The company registration for Nadao Bangkok had its name changed to Tada Entertainment Co., Ltd. on 29 September 2022. On 1 February 2023, Songyos announced the company's relaunch in the idol artist management business, together with subsidiary labels ILY LAB and SONRAY MUSIC, which would cover female and male artists, respectively. The company also introduced MXFRUIT, a five-member female group, and 789 Survival, a reality music competition "survival" show, which would determine the line-up of its first male group.

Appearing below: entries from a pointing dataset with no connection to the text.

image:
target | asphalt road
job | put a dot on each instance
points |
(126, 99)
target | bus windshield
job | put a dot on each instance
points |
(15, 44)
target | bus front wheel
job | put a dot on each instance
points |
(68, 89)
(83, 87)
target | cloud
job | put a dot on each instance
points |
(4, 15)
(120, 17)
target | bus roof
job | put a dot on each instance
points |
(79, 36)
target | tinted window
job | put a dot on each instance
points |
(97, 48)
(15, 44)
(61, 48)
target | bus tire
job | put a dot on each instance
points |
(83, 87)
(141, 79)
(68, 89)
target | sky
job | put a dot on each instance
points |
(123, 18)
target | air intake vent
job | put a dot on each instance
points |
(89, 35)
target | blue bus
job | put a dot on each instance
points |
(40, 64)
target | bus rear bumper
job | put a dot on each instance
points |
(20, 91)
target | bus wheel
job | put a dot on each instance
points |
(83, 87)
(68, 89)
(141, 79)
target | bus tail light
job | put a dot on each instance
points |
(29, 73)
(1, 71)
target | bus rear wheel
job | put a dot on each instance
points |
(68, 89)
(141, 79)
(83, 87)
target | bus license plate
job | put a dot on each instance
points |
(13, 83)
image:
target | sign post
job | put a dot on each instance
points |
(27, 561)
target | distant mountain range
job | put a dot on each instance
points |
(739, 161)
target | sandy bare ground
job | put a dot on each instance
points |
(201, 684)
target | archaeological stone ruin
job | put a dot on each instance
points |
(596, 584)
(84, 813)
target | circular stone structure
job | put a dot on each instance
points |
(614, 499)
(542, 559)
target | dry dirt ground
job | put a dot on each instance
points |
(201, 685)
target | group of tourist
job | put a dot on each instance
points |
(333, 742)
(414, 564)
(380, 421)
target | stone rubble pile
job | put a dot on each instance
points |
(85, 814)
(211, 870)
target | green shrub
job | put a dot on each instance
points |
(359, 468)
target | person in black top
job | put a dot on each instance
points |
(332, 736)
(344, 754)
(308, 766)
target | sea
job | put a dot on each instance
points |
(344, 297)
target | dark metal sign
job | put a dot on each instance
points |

789 Survival was broadcast on One 31 from 26 May to 11 August 2023. It featured twenty-four contestants, with the twelve finalists forming the group BUS because of you i shine. Ten of the other contestants were later formed into the group DICE.

==Artists==
===MXFRUIT===
MXFRUIT was a female group with five members: Michaela Olivia Baker (Miquella), Prava Rattana (Oppapech), Skawduan Simons (Skawduan), Yatichapat Hanbenjapong (Knomjean) and Rochelle Labreze (Rochelle). They debuted on 8 March 2023 with the single "Strawberry Ice Cream". MXFRUIT disbanded on 31 December 2025

===BUS===

BUS because of you i shine is a male group with twelve members, formed from the finalists of 789 Survival. They are: Pasawee Sriarunotai (Alan), Kris Kanchanatip (Marckris), Pongpol Panyamit (Khunpol), Chuthiwat Jankane (Heart), Jinwook Kim (Jinwook), Chayanon Phakthin (Thai), Nattakit Chaemdara (Nex), Tatchai Limpanyakul (Phutatchai), Dechawat Pondechaphiphat (Copper), Ashirakorn Suvitayasatian (AA), T Boonsermsuwong (Jungt), and Wasupon Pornpananurak (Peemwasu). They debuted with the eponymous single "Because of You, I Shine" on 6 December 2023.

===DICE===
DICE is a male group with ten members, formed from the remaining contestants of 789 Survival. They are: Thanakrit Yingwattanakul (Min), Alexander Buckland (Alex), Kansopon Wirunnithiphon (Jay), Wachirakon Raksasuwan (Apo), Akira Kim (Jisang), Aphinat Piamkunvanich (Obo), Chayapol Khieoiem (Cheese), Maddoc Rees Davies (Maddoc), Sippavitch Pongwachirint (Otto), and Tannanat Sittipankul (Frame). They debuted on 19 March 2024 with the single "Mona Lisa".